Inclusive leadership is a process, and it starts with asking yourself some challenging questions. When I asked Tamela Blalock, CAE, VP, cooperative relations, at the National Cooperative Business Association, about it for a recent Associations Now Deep Dive story, she listed a few of them: “Who’s groomed for their highest level of success? Who is targeted to receive the most helpful information? Who is not? Is that intentional?”
Blalock three other leadership and DEI professionals will speak at the ASAE Annual Meeting & Expo, as part of a session called “Getting a Grip on the New World of Work.” The session will feature some practical guidance for leaders on how to understand and manage through their biases. In advance of the session, though, I wanted to share a few additional points that Blalock and one of her co-presenters, Pamela J. Green, chief engagement officer at Pamela J. Green Solutions, expressed about what leaders can do.
You have biases. Everybody does. “Not all biases are bad,” Blalock said. “As human beings, we have a bias against paper clips.” The tricky part is acknowledging places where our biases are a product of cloudy perceptions of who we are and what’s happening with those around us. “We have preferences about how we see ourselves and the work culture we’re in.”
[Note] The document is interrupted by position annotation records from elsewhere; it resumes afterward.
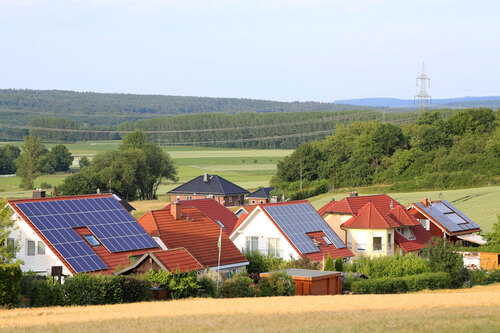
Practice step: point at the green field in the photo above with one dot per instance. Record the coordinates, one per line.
(249, 168)
(481, 204)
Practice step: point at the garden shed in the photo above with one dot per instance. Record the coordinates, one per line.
(312, 282)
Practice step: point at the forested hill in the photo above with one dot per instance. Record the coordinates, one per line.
(21, 106)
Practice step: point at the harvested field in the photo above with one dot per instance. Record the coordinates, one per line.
(464, 310)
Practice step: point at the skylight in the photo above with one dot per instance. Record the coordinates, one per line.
(92, 240)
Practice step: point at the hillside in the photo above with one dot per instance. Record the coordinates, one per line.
(461, 310)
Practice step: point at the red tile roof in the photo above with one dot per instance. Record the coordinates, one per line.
(195, 232)
(213, 210)
(422, 237)
(351, 205)
(369, 217)
(112, 260)
(178, 259)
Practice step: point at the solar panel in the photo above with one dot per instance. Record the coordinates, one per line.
(296, 220)
(117, 230)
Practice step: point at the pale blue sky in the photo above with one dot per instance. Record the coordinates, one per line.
(305, 50)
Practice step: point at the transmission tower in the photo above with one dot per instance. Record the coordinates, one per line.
(423, 97)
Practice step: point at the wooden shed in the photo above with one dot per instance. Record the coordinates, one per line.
(312, 282)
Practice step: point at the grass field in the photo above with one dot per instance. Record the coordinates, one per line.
(465, 310)
(481, 204)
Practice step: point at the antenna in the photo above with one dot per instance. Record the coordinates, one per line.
(423, 97)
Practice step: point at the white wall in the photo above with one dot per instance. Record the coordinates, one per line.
(40, 263)
(259, 225)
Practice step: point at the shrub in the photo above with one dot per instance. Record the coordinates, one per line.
(339, 264)
(46, 292)
(391, 285)
(329, 265)
(277, 284)
(10, 288)
(238, 286)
Getting past those biases requires a better understanding of others’ challenges, Green said. “Leaders forget what it’s like to be in the shoes of an employee who is not in control of a lot of the decisions that are made and affect the work. So it’s important for leaders to take a step back and learn how to see the world through their eyes.”
One-size-fits-all approaches won’t work. Various news stories about failed return-to-office rules have shown that leaders need to develop more flexibility around how workers do their jobs, and collaborate with others. “In leadership, it’s our responsibility to vote to empower our team rather than make them conform to what we’re most comfortable to,” Blalock said.
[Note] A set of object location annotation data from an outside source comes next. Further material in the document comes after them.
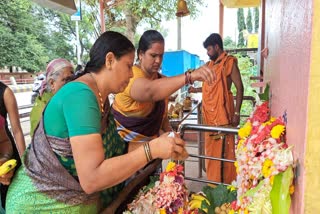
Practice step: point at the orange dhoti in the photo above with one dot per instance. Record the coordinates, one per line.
(218, 110)
(219, 171)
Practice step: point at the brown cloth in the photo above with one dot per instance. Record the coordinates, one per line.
(218, 109)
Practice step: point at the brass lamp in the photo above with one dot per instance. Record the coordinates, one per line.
(182, 9)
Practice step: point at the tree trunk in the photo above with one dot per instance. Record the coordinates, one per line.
(131, 24)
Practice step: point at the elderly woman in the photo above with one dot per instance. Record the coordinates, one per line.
(57, 72)
(77, 162)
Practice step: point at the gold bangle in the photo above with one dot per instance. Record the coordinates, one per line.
(147, 151)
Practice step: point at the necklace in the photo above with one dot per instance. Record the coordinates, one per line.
(100, 96)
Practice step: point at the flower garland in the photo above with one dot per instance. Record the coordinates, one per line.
(169, 195)
(261, 154)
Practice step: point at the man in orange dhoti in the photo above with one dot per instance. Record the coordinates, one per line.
(218, 109)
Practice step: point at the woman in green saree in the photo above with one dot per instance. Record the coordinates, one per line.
(77, 162)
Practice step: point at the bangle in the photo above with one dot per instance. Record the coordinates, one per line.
(188, 79)
(147, 151)
(5, 156)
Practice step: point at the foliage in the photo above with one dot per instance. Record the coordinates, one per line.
(20, 30)
(217, 196)
(280, 193)
(241, 27)
(32, 35)
(249, 21)
(247, 69)
(256, 19)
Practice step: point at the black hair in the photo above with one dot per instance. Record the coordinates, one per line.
(147, 39)
(109, 41)
(213, 39)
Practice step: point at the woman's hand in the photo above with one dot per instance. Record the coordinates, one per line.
(6, 179)
(203, 73)
(168, 147)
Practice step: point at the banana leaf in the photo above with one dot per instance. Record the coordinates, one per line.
(280, 195)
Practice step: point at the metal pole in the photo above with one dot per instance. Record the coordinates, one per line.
(102, 21)
(221, 18)
(179, 32)
(78, 43)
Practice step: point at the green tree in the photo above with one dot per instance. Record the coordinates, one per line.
(128, 14)
(241, 27)
(249, 21)
(20, 29)
(228, 43)
(256, 19)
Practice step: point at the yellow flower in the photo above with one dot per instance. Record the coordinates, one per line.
(163, 211)
(277, 131)
(231, 188)
(245, 130)
(271, 180)
(240, 144)
(170, 166)
(269, 122)
(237, 166)
(267, 168)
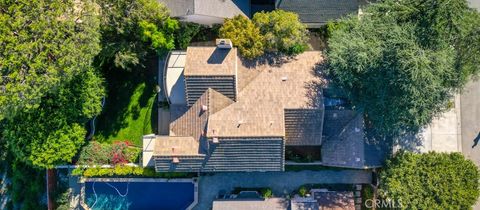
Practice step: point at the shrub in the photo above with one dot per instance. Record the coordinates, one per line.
(95, 153)
(431, 180)
(303, 191)
(185, 34)
(129, 171)
(266, 193)
(283, 31)
(244, 35)
(120, 152)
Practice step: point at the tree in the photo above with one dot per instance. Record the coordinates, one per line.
(185, 34)
(283, 31)
(431, 181)
(42, 44)
(244, 35)
(439, 24)
(390, 72)
(133, 29)
(53, 133)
Hard-line approaches will be alienating. Many of those return-to-the office mandates were products less of considered approaches of how employees work, and more about what leaders preferred. And often, Green said, that preference is rooted in a pre-COVID attitude that doesn’t apply anymore.
“Many leaders have been living off of their past successes, thinking, ‘They’ll come back to us,’” she said. “That complacency is leading to shortages of talent. It’s revealing their inability to address a lot of the personal needs that people had.”
Understanding cultural differences will be key. During the session, panelists will discuss scenarios where cultural differences—a coworker wearing a hijab, for instance—can create deeper problems if leaders don’t get ahead of them. Racist and ageist speech requires intervention, of course, but divisive speech isn’t always cut-and-dried, and leaders will need to better understand some of their blind spots.
“Some leaders might say that coming back to the workplace is more collaborative,” Blalock said. “But it also increases the likelihood that people are going to touch my hair, or adopt a stereotypical Black accent. Those are the things I don’t have to deal with anymore because I’m not in that environment.”
Blalock and Green will be joined by Danielle Baron, CAE, SVP of marketing, communications, and industry relations at the School Nutrition Association, and Mariama Boney, CAE, CEO of Achieve More LLC.